They say you can’t judge a book by its cover, which if true would mean an awful lot of out of work book cover designers. The truth is when we pick up any book we are lured to do so by the author’s name, if famous, or by the design. What happens next is that we read the cover blurb.

If, for example, I read that ‘the author divides her time between her North London home and Devon and this is her first novel’ I drop the book immediately. It’s another thrusting woman’s magazine journalist making use of maternity leave to write a novel about a thrusting journalist working for a woman’s magazine, one who suddenly gets pregnant and has to make difficult career choices. Like whether to live in Devon or North London, for example.

Now this book is clearly not aimed at me anymore than that kind of novel is. Ravinder portrays herself as the kind of girl who can’t do anything without first layering on the slap, slipping into a low cut dress and putting on a pair of high-heels. She is in her day job, one is somehow unsurprised to learn, a fashion journalist. The book is unsubtly aimed at WAGs and wanna be WAGs, albeit WAGs who dutifully did their homework and got their A levels. I think we are supposed to recognise that it is of course very ironic. I can imagine it will be fabulously popular with gay men.

Still, the cover does carry a quote from Angela Hartnett, no less, which says ‘Home cooking at its delicious best’ and Angela shills for no one so we’d better have a look inside. Inside, big sweary Gordon calls Ravinder the ‘new Fanny Craddock’, which we are left to take however we want.
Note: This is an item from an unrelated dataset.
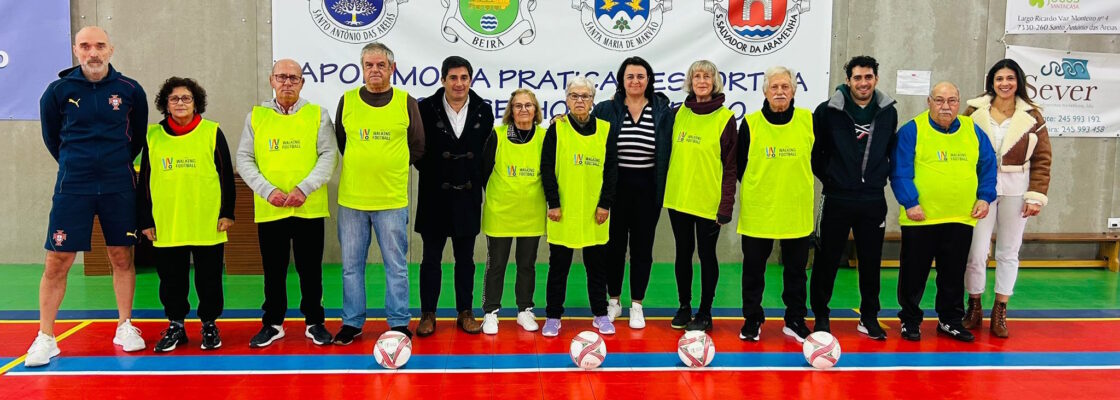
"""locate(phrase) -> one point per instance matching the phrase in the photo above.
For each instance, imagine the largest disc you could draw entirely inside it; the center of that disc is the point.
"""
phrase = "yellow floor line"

Ah hang on, it’s all coming back to me now, this is the woman from the F-Word and this is her first book.

Chapters headed ‘Fall off the carb free wagon’,’ Work to live, live to eat’,’ Remote control and a meal for one’ don’t exactly inspire me, but I am merely a heterosexual man and what do I know of the modern young woman’s needs? ‘Bugger all’, says my wife.

Actually once you get past all this desperate theming and dressing up, the recipes aren’t half bad. Nothing here I wouldn’t happily eat and a great deal that I would definitely go back for. Ravinder does not include many Asian dishes, despite her cultural background, and that’s a good thing. Multi-Culti may well be an issue that is best decided in the kitchen, not in Parliament.

Every random page reveals something pretty tempting and there are over 160 recipes, which makes this very good value. Dishes rarely scare with over done complexity and Ravinder is dry and witty with her instructions and good and grounded about silly fads and diets. Some recipes are modern and light such as Lemon, Asparagus and Prawn linguine, while others such as Lamb Stew with a garlic bread crust, will seriously strain anyone’s designer waistline.

It is, for all my sniping, a very good book of workable tasty everyday recipes. It didn’t need to be angled and themed the way it has been though; it could have simply rested on its own considerable laurels as a great book for the modern woman’s kitchen. Now, where are my sling backs? After all that camping it up, I need a pint.